Moradi tuvo que huir de en circunstancias tensas, ya que el gobierno del país cayó a manos de unos talibanes resurgidos el pasado agosto. Moradi y su familia se encontraban entre las diversas caballerías que huían del inminente gobierno talibán, entre las que se encontraban grupos de defensa de los derechos de la mujer, informadores y traductores afganos, los soldados del entonces gobierno e incluso el presidente Ashraf Ghani.

“Quería a mi país, lo quería mucho, pero tuve que marcharme porque mis hijos estaban en peligro”, dijo Moradi a The Associated Press. Desde que fue rescatada, Moradi se encuentra en un campamento improvisado para refugiados afganos en Albania, aunque se están haciendo gestiones para que visite Israel, donde vive la mayor parte de su familia, y finalmente se instale en Canadá, donde residen sus hijos. “Todavía necesitamos que lleguen a su destino final”, dijo el director general de IsraAid, Yotam Polizer. “Nos preocupa que se queden en el limbo”.

Moradi, potencialmente el último residente judío de Afganistán, es en realidad una prima lejana del autoproclamado “último judío de Afganistán”, Zebulon Simantov. Aunque en un principio no era un objetivo del régimen, albergó a Yitzhak Levi -uno de los judíos que quedaban en en el siglo XXI- durante el reinado inicial de los talibanes, entre 1996 y 2001, llegando a decir a las autoridades que era musulmán y haciendo planes para ayudar a Levi a escapar de Afganistán.

Yitzhak Levi era famoso por sus disputas con el otro “último judío de Afganistán”, Zebulon Simantov. Los dos judíos conocidos que quedaban en compartían la última que quedaba en el país como domicilio, pero rápidamente llegaron a odiarse. Celebraban servicios de oración separados, se peleaban a gritos que los vecinos podían oír desde una manzana de distancia y se señalaban mutuamente cuando desaparecían objetos judíos valiosos.

Simantov dijo a SFGate en 2007 que la disputa comenzó cuando los ancianos judíos le dijeron que ayudara a Levi -más de 20 años mayor que él- a hacer una “aliyá” y emigrar a Israel.

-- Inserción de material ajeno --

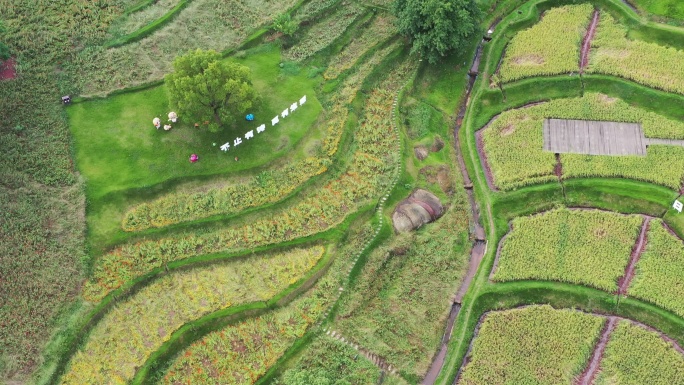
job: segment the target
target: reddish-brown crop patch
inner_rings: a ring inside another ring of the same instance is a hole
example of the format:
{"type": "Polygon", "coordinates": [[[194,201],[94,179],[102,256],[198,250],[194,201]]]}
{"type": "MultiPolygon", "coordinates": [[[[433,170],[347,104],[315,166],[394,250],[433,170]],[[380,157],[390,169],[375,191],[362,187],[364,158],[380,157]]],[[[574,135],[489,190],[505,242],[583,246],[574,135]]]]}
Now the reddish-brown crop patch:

Levi no cedió y acusó a Simantov de querer vender la para obtener beneficios, algo que Simantov acusó enseguida a Levi de hacer él mismo.

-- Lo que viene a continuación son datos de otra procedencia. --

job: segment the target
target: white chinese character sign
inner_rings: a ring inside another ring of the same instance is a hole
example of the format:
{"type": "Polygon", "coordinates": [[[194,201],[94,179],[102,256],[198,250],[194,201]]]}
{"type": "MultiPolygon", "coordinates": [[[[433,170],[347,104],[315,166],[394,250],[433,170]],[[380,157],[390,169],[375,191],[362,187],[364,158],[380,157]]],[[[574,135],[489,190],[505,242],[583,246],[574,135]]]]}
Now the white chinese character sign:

Simantov y Levy, que rezaban a diario y mantenían el kosher, siguieron peleando hasta la muerte de este último en 2005. En 1998, Levi escribió al ministro del Interior talibán, acusando a Simantov de robo de reliquias judías. Simantov replicó diciendo a los talibanes que Levi dirigía un burdel secreto donde vendía alcohol, lo que Levi niega. Simantov también difundió rumores de que Levi se había convertido al Islam, lo que Levi también negó.

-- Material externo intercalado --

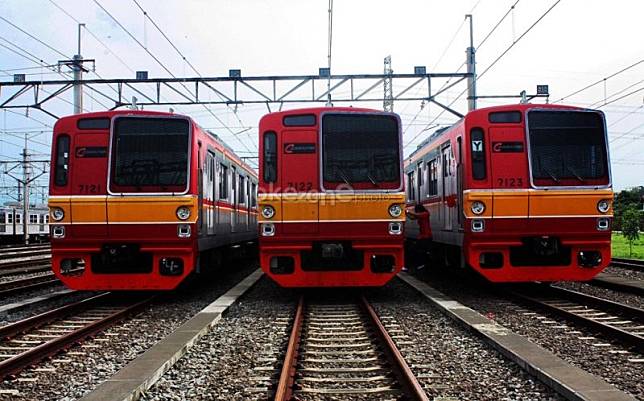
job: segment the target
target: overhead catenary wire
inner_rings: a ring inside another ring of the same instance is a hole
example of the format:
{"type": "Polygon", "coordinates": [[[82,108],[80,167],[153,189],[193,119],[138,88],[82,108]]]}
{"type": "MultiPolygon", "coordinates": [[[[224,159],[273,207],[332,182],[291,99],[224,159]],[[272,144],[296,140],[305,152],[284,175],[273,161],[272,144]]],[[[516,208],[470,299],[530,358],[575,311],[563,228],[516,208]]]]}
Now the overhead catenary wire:
{"type": "MultiPolygon", "coordinates": [[[[116,17],[114,17],[114,15],[112,15],[112,14],[111,14],[111,13],[110,13],[106,8],[105,8],[105,7],[103,7],[103,5],[102,5],[98,0],[93,0],[93,1],[94,1],[94,3],[95,3],[95,4],[96,4],[96,5],[97,5],[97,6],[98,6],[98,7],[99,7],[99,8],[100,8],[100,9],[101,9],[105,14],[107,14],[107,15],[108,15],[108,16],[109,16],[109,17],[110,17],[110,18],[111,18],[111,19],[112,19],[112,20],[113,20],[113,21],[114,21],[114,22],[115,22],[115,23],[116,23],[116,24],[121,28],[121,29],[122,29],[122,30],[123,30],[123,31],[124,31],[124,32],[125,32],[125,33],[126,33],[126,34],[131,38],[131,39],[132,39],[132,40],[134,40],[134,42],[136,42],[136,43],[139,45],[139,47],[141,47],[143,50],[145,50],[145,52],[146,52],[150,57],[152,57],[152,59],[153,59],[153,60],[154,60],[154,61],[155,61],[159,66],[161,66],[161,68],[163,68],[163,70],[165,70],[165,72],[167,72],[167,73],[168,73],[172,78],[176,78],[176,76],[172,73],[172,71],[170,71],[170,69],[168,69],[168,67],[166,67],[166,65],[165,65],[165,64],[163,64],[163,62],[161,62],[161,60],[159,60],[159,58],[158,58],[158,57],[156,57],[156,56],[155,56],[155,55],[154,55],[154,54],[153,54],[153,53],[152,53],[152,52],[147,48],[147,46],[145,46],[143,43],[141,43],[141,41],[139,41],[139,40],[138,40],[138,39],[137,39],[137,38],[136,38],[136,37],[135,37],[135,36],[134,36],[134,35],[133,35],[133,34],[132,34],[128,29],[127,29],[127,28],[125,28],[125,26],[123,26],[123,24],[121,24],[121,22],[120,22],[116,17]]],[[[183,84],[183,83],[182,83],[181,85],[184,87],[184,89],[186,89],[186,90],[188,91],[188,93],[190,93],[190,95],[191,95],[191,96],[194,96],[194,95],[192,94],[192,92],[191,92],[191,91],[190,91],[190,90],[185,86],[185,84],[183,84]]],[[[207,108],[207,110],[209,110],[209,109],[207,108]]],[[[224,123],[224,122],[223,122],[223,121],[222,121],[218,116],[216,116],[214,113],[212,113],[212,111],[211,111],[211,115],[212,115],[212,116],[215,118],[215,120],[217,120],[217,122],[219,122],[221,125],[226,126],[226,124],[225,124],[225,123],[224,123]]],[[[232,131],[232,130],[230,130],[230,132],[232,133],[233,131],[232,131]]],[[[242,141],[239,137],[235,136],[235,138],[236,138],[236,139],[239,141],[239,143],[241,143],[241,144],[242,144],[242,145],[243,145],[247,150],[251,150],[251,149],[248,147],[248,145],[246,145],[246,143],[245,143],[244,141],[242,141]]]]}
{"type": "Polygon", "coordinates": [[[641,60],[639,60],[639,61],[636,61],[635,63],[633,63],[633,64],[631,64],[631,65],[629,65],[629,66],[627,66],[627,67],[624,67],[624,68],[622,68],[621,70],[619,70],[619,71],[617,71],[617,72],[614,72],[614,73],[610,74],[610,75],[609,75],[609,76],[607,76],[606,78],[599,79],[599,80],[597,80],[597,81],[595,81],[595,82],[593,82],[593,83],[591,83],[591,84],[589,84],[589,85],[586,85],[586,86],[584,86],[583,88],[578,89],[578,90],[576,90],[576,91],[572,92],[571,94],[569,94],[569,95],[566,95],[566,96],[562,97],[561,99],[555,100],[553,103],[559,103],[559,102],[561,102],[562,100],[565,100],[565,99],[567,99],[567,98],[569,98],[569,97],[571,97],[571,96],[575,96],[575,95],[577,95],[577,94],[579,94],[579,93],[581,93],[581,92],[584,92],[584,91],[586,91],[586,90],[588,90],[588,89],[590,89],[590,88],[592,88],[592,87],[594,87],[594,86],[596,86],[596,85],[599,85],[599,84],[601,84],[602,82],[604,82],[604,81],[606,81],[606,80],[608,80],[608,79],[610,79],[610,78],[616,77],[617,75],[622,74],[622,73],[624,73],[624,72],[626,72],[626,71],[630,70],[631,68],[634,68],[634,67],[636,67],[636,66],[638,66],[638,65],[640,65],[640,64],[642,64],[642,63],[644,63],[644,59],[641,59],[641,60]]]}
{"type": "MultiPolygon", "coordinates": [[[[510,44],[510,46],[508,46],[508,47],[507,47],[507,48],[506,48],[506,49],[505,49],[505,50],[504,50],[504,51],[503,51],[503,52],[502,52],[502,53],[501,53],[501,54],[500,54],[496,59],[494,59],[494,61],[492,61],[492,63],[491,63],[490,65],[488,65],[488,66],[487,66],[487,68],[486,68],[485,70],[483,70],[483,72],[482,72],[482,73],[480,73],[480,74],[477,76],[477,78],[476,78],[476,79],[477,79],[477,81],[478,81],[478,80],[480,80],[480,79],[481,79],[481,78],[482,78],[482,77],[483,77],[483,76],[484,76],[488,71],[490,71],[490,70],[492,69],[492,67],[494,67],[494,66],[495,66],[495,65],[496,65],[496,64],[497,64],[497,63],[498,63],[498,62],[499,62],[503,57],[505,57],[505,55],[506,55],[506,54],[507,54],[507,53],[508,53],[508,52],[509,52],[509,51],[510,51],[510,50],[511,50],[511,49],[512,49],[512,48],[513,48],[517,43],[519,43],[519,42],[521,41],[521,39],[523,39],[523,38],[524,38],[524,37],[525,37],[525,36],[526,36],[526,35],[527,35],[527,34],[528,34],[528,33],[529,33],[529,32],[530,32],[530,31],[531,31],[531,30],[532,30],[532,29],[533,29],[533,28],[534,28],[534,27],[539,23],[539,22],[541,22],[541,21],[542,21],[542,20],[543,20],[543,19],[544,19],[548,14],[550,14],[550,12],[551,12],[551,11],[552,11],[552,10],[553,10],[553,9],[554,9],[554,8],[555,8],[555,7],[560,3],[560,2],[561,2],[561,0],[556,0],[556,1],[555,1],[555,2],[554,2],[554,3],[553,3],[553,4],[552,4],[552,5],[551,5],[551,6],[550,6],[550,7],[549,7],[549,8],[548,8],[544,13],[543,13],[543,14],[541,14],[541,16],[540,16],[539,18],[537,18],[537,20],[536,20],[535,22],[533,22],[533,23],[532,23],[532,25],[530,25],[530,26],[528,27],[528,29],[526,29],[526,30],[525,30],[525,31],[524,31],[524,32],[523,32],[523,33],[522,33],[522,34],[521,34],[521,35],[520,35],[516,40],[514,40],[514,41],[510,44]]],[[[469,89],[469,88],[466,88],[465,90],[463,90],[463,91],[462,91],[458,96],[456,96],[456,98],[455,98],[454,100],[452,100],[452,101],[448,104],[448,106],[447,106],[447,107],[451,107],[454,103],[456,103],[456,101],[457,101],[458,99],[460,99],[460,98],[461,98],[461,96],[463,96],[463,95],[465,94],[465,92],[467,92],[467,91],[468,91],[468,89],[469,89]]],[[[444,112],[444,111],[443,111],[443,112],[444,112]]],[[[434,120],[432,120],[429,124],[427,124],[427,127],[431,126],[431,125],[434,123],[434,121],[435,121],[436,119],[438,119],[438,117],[440,117],[440,116],[443,114],[443,112],[441,112],[438,116],[436,116],[436,118],[435,118],[434,120]]],[[[408,147],[411,143],[413,143],[413,141],[414,141],[416,138],[418,138],[418,136],[420,136],[420,134],[421,134],[422,132],[424,132],[424,130],[421,130],[421,131],[420,131],[417,135],[415,135],[415,136],[414,136],[410,141],[408,141],[408,142],[407,142],[407,144],[405,144],[405,147],[408,147]]]]}
{"type": "MultiPolygon", "coordinates": [[[[182,59],[182,60],[183,60],[187,65],[188,65],[188,67],[190,67],[190,69],[192,69],[192,71],[193,71],[195,74],[197,74],[197,76],[198,76],[198,77],[202,78],[203,76],[202,76],[202,75],[201,75],[201,73],[197,70],[197,68],[196,68],[196,67],[195,67],[195,66],[190,62],[190,60],[188,60],[188,58],[187,58],[187,57],[186,57],[186,56],[181,52],[181,50],[179,50],[179,48],[174,44],[174,42],[172,42],[172,40],[170,39],[170,37],[168,37],[168,35],[163,31],[163,29],[161,29],[161,27],[156,23],[156,21],[154,21],[154,19],[152,19],[152,16],[151,16],[151,15],[150,15],[150,14],[149,14],[149,13],[148,13],[148,12],[147,12],[143,7],[142,7],[142,6],[141,6],[141,4],[139,3],[139,1],[138,1],[138,0],[132,0],[132,1],[134,2],[134,4],[136,4],[136,6],[139,8],[139,10],[143,13],[143,16],[144,16],[148,21],[150,21],[150,22],[152,23],[152,25],[153,25],[153,26],[156,28],[156,30],[161,34],[161,36],[163,36],[163,38],[164,38],[164,39],[165,39],[165,40],[170,44],[170,46],[174,49],[174,51],[175,51],[175,52],[177,52],[177,54],[181,57],[181,59],[182,59]]],[[[186,88],[186,90],[187,90],[187,88],[186,88]]],[[[222,98],[222,96],[221,96],[219,93],[215,93],[215,94],[216,94],[216,96],[218,96],[221,100],[224,100],[224,99],[222,98]]],[[[220,123],[222,124],[222,126],[227,127],[227,124],[223,123],[221,120],[219,120],[219,119],[218,119],[218,117],[217,117],[217,116],[215,116],[215,115],[214,115],[214,113],[213,113],[213,111],[210,109],[210,107],[208,107],[208,106],[207,106],[207,105],[205,105],[205,104],[202,104],[202,106],[203,106],[203,108],[204,108],[206,111],[208,111],[208,113],[209,113],[209,114],[211,114],[213,117],[215,117],[215,119],[217,119],[217,121],[218,121],[218,122],[220,122],[220,123]]],[[[236,110],[234,110],[234,109],[232,109],[232,108],[230,107],[230,105],[228,105],[228,104],[226,105],[226,107],[228,107],[230,110],[232,110],[233,115],[237,118],[237,121],[239,122],[239,124],[243,126],[243,125],[244,125],[244,123],[241,121],[241,119],[240,119],[239,115],[237,114],[237,111],[236,111],[236,110]]],[[[233,133],[233,135],[235,135],[235,134],[233,133]]],[[[252,140],[252,138],[250,137],[250,134],[247,134],[247,135],[248,135],[248,139],[251,141],[251,143],[253,144],[253,146],[257,149],[257,147],[258,147],[258,146],[257,146],[257,144],[252,140]]],[[[241,142],[241,141],[240,141],[240,142],[241,142]]],[[[242,144],[243,144],[243,143],[242,143],[242,144]]],[[[245,147],[246,147],[246,146],[245,146],[245,147]]],[[[247,148],[247,147],[246,147],[246,148],[247,148]]]]}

“No hablo con él, es el diablo… un perro es mejor que él… No tengo muchas quejas sobre los talibanes, pero sí sobre él”, dijo Simantov a The New York Times en 2002. También se denunciaron mutuamente ante los talibanes como espías de la agencia de inteligencia israelí Mossad, lo que provocó que la policía talibán los golpeara y acabara metiéndolos en la cárcel, aunque finalmente fueron expulsados cuando siguieron peleándose dentro de la prisión.

La enemistad era tan intensa que cuando Levi falleció (para alegría de Simantov), la policía afgana sospechó que el propio Simantov había asesinado a Levi, hasta que un examen post-mortem demostró que la diabetes era la causa última de la muerte. La relación entre Simantov y Levi quedó plasmada en la obra británica de comedia negra de 2006 “Mi hermano el guardián”.

Como dice el viejo refrán: “Dos judíos, tres opiniones”. Aunque tal vez no sea el “último judío de Afganistán” en el título, Moradi fue muy posiblemente la última afgana de ascendencia judía que se encuentra en el país, y tal vez la último en salir. En cualquier caso, las antaño vibrantes comunidades judías de Kabul y Herat (Afganistán) ya no existen. Lo único que queda es la , y aunque su propiedad se discute, lo que no se discute es que la no podrá albergar a otro judío durante siglos.